I returned to 400 volts and played with the other knobs. I found that raising the bias current to 60mA per tube cleaned up the slight flatening that was visible on the bottom of the sine wave in the scope photo. Power at 2% improved to 80 watts, but the 5% level only went up to 87 watts. A full crank on the signal generator could make the analyzer read 104 watts but I am not sure how accurate it is when reading a square wave.

I also put the scope on the output tubes grid. The signal was swinging from -95 volts to +27 volts indicating the fact that the positive grid region was reached.

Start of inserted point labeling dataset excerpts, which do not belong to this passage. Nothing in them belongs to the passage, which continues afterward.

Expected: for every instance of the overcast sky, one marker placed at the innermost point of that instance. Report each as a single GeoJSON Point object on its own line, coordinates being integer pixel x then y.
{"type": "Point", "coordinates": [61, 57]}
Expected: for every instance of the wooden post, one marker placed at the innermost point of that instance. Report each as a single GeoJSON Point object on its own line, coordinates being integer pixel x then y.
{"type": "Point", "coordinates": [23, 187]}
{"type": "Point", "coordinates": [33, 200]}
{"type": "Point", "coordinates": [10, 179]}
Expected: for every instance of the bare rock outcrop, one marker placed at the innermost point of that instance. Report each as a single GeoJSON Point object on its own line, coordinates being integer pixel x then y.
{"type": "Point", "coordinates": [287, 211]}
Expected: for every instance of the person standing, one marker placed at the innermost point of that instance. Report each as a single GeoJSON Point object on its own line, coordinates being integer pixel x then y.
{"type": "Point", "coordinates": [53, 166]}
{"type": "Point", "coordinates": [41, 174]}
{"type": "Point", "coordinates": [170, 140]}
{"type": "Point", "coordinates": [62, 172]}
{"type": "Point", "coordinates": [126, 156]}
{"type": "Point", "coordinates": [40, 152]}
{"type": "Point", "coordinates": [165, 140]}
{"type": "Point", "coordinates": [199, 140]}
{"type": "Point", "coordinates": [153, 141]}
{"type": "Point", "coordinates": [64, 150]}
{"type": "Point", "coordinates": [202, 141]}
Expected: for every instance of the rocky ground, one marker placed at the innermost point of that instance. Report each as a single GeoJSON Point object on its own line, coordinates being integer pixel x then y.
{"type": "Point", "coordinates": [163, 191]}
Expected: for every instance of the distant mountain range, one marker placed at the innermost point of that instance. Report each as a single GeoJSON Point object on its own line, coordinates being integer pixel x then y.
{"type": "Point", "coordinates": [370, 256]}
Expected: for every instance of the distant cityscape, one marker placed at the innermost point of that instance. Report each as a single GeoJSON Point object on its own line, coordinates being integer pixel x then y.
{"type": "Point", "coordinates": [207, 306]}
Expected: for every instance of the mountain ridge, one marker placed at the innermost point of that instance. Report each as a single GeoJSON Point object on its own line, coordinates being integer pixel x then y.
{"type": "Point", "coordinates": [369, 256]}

We are well into AB2.

OK, I just had to take the obligatory picture with the lights turned off. We all want to see the glowing plates and melting grids, right?

Well, there aren't any. No GLOW, none, zip, nada, zilch! Maybe a little blue on the glass, but nothing in the red department. The red line seen in the picture is actually a reflection from the glowing heater. This thing ran at full power for at least 45 minutes, nothing got toasty except the load resistor.

I am sure that I could make red happen but the plate power supply I am using is capable of putting out 1.5 AMPS! It just eats tubes, and I would hate to kill these tubes they have served me well for 2 years, and I got them out of a Bandmaster that I retubed. I do have a box full of Chinese firecrackers (old KT88's) and some Penta EL34's, but that experiment will have to wait until I install a crummy OPT.

I have a self imposed rule of no high voltage experiments after 10PM especially when there is no one else at home, so all power is no shut off. I may have more time to tinker later in the week, or next weekend, but then I am away for 10 days, and I know that I will be behind again when I get back. I will try to draw up a schematic for what I am actually using, and then maybe some screen drive experiments.